Toutefois, la réduction, voire la suppression, de l'indemnisation du fait de la modicité du dommage subi doit être appréhendée restrictivement, car le fait d'être soupçonné d'avoir commis quelque infraction reste encore un évènement exceptionnel (Y. JEANNERET / A. KUHN / C. PERRIER DEPEURSINGE (éds), op.cit., n. 9 ad art. 430).

2.5. Selon l'art. 429 al. 1 let. c CPP, si le prévenu est acquitté totalement ou en partie ou s'il bénéfice d'une ordonnance de classement, il a droit à une réparation du tort moral subi en raison d'une atteinte particulièrement grave à sa personnalité, notamment en cas de privation de liberté.

L'art. 429 CPP fonde un droit à des dommages et intérêts et à une réparation du tort moral résultant d'une responsabilité causale de l'État. La responsabilité est encourue même si aucune faute n'est imputable aux autorités. L'État doit réparer la totalité du dommage qui présente un lien de causalité avec la procédure pénale, au sens du droit de la responsabilité civile (ATF 142 IV 237 consid. 1.3.1). Le lien de causalité s'apprécie selon les principes de la causalité naturelle et adéquate et selon le degré de la haute vraisemblance (arrêt du Tribunal fédéral 6B_928/2014 du 10 mars 2016 consid. 2, non publié in ATF 142 IV 163 et la référence citée).

L'indemnité pour tort moral sera régulièrement allouée si le prévenu s'est trouvé en détention provisoire ou en détention pour des motifs de sûreté (ATF 143 IV 339 consid. 3.1).

Selon la jurisprudence, un montant de CHF 200.- par jour en cas de détention injustifiée de courte durée constitue une indemnité appropriée, dans la mesure où il n'existe pas de circonstances particulières qui pourraient fonder le versement d'un montant inférieur ou supérieur (arrêt du Tribunal fédéral 6B_909/2015 du 22 juin 2016 consid. 2.2.1).

2.6. En l'occurrence, le motif de la mise à sa charge des frais et le refus d'indemnité est que le recourant n'avait pas "l’entier" de ses documents d'identité sur lui au moment de son interpellation, ce que le Procureur retenait comme étant illicite et fautif. Cet état de fait est contredit par les éléments du dossier en main du Ministère public. Lors de son arrestation, l'intéressé s'est annoncé comme étant un touriste et déclaré travailler en France; il a présenté son passeport sénégalais et était en possession de sa carte d'identité italienne lesquels ont tous deux été placés dans son dépôt. C'est d'ailleurs en constatant la validité de ses documents que le Procureur a ordonné le classement.

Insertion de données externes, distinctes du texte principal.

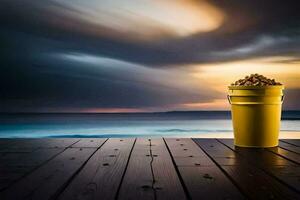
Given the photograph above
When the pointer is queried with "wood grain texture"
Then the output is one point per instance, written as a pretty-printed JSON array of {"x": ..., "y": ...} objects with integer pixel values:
[
  {"x": 289, "y": 147},
  {"x": 202, "y": 178},
  {"x": 253, "y": 181},
  {"x": 13, "y": 166},
  {"x": 101, "y": 176},
  {"x": 295, "y": 142},
  {"x": 46, "y": 181},
  {"x": 269, "y": 160},
  {"x": 151, "y": 173}
]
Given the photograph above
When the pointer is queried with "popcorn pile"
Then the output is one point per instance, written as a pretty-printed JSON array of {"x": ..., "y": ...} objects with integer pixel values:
[{"x": 255, "y": 80}]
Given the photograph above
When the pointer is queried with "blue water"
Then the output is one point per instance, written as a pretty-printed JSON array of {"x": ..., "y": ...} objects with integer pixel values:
[{"x": 186, "y": 124}]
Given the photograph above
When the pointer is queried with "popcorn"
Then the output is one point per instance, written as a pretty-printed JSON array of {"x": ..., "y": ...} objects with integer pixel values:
[{"x": 255, "y": 80}]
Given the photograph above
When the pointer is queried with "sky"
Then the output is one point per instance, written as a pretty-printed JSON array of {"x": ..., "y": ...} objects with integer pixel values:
[{"x": 142, "y": 55}]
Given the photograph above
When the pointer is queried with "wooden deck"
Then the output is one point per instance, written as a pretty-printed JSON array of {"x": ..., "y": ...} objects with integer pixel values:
[{"x": 142, "y": 168}]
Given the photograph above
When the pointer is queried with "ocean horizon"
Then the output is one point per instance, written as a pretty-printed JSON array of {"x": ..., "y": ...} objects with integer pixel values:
[{"x": 160, "y": 124}]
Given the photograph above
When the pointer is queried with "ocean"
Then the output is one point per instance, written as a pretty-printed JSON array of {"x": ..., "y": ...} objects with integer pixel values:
[{"x": 168, "y": 124}]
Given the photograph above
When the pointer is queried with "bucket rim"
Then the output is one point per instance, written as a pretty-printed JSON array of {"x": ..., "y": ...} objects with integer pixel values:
[{"x": 255, "y": 87}]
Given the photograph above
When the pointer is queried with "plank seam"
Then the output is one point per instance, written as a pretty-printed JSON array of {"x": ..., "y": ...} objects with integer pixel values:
[
  {"x": 123, "y": 175},
  {"x": 188, "y": 196},
  {"x": 222, "y": 170},
  {"x": 266, "y": 171},
  {"x": 284, "y": 156},
  {"x": 65, "y": 185},
  {"x": 289, "y": 143},
  {"x": 35, "y": 168}
]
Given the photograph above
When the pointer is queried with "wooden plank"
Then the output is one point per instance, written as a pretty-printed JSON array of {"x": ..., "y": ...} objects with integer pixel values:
[
  {"x": 295, "y": 142},
  {"x": 289, "y": 147},
  {"x": 101, "y": 176},
  {"x": 269, "y": 160},
  {"x": 254, "y": 182},
  {"x": 259, "y": 156},
  {"x": 15, "y": 165},
  {"x": 89, "y": 142},
  {"x": 47, "y": 181},
  {"x": 203, "y": 179},
  {"x": 150, "y": 173},
  {"x": 286, "y": 154}
]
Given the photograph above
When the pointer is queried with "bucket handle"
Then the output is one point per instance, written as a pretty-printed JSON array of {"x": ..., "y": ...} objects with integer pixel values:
[{"x": 228, "y": 97}]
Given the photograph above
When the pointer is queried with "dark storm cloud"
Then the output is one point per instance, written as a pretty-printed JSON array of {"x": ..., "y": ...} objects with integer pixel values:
[
  {"x": 246, "y": 22},
  {"x": 31, "y": 32}
]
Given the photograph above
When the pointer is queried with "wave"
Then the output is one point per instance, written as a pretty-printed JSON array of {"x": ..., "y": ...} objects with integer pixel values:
[{"x": 191, "y": 130}]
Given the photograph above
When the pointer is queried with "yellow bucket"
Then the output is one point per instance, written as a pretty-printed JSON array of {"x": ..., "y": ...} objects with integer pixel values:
[{"x": 256, "y": 114}]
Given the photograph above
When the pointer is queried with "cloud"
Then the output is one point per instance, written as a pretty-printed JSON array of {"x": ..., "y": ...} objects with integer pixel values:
[{"x": 73, "y": 81}]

Il en résulte que les frais de première instance, résultant d'une mauvaise analyse du dossier, seront laissés à la charge de l'État (art. 423 CPP). Partant, le chiffre 4 du dispositif de l'ordonnance querellée sera annulé.

Si le respect du double degré de juridiction doit conduire à renvoyer la cause à l'autorité précédente pour qu'elle se détermine en premier ressort sur l'indemnité (art. 429 CPP), ce détour paraît inutile en l'espèce (art. 397 al. 2 CPP).

En effet, les frais d'avocat (art. 429 al. 1 let. a CPP) que le prévenu a dû débourser pour sa défense ne sauraient être qualifiés d'insignifiants au sens de l'art. 430 al. 1 let. c CPP et doivent dès lors faire l'objet d'une indemnisation. Le classement est en effet intervenu après une audience devant le Ministère public à laquelle le prévenu a comparu assisté de son conseil.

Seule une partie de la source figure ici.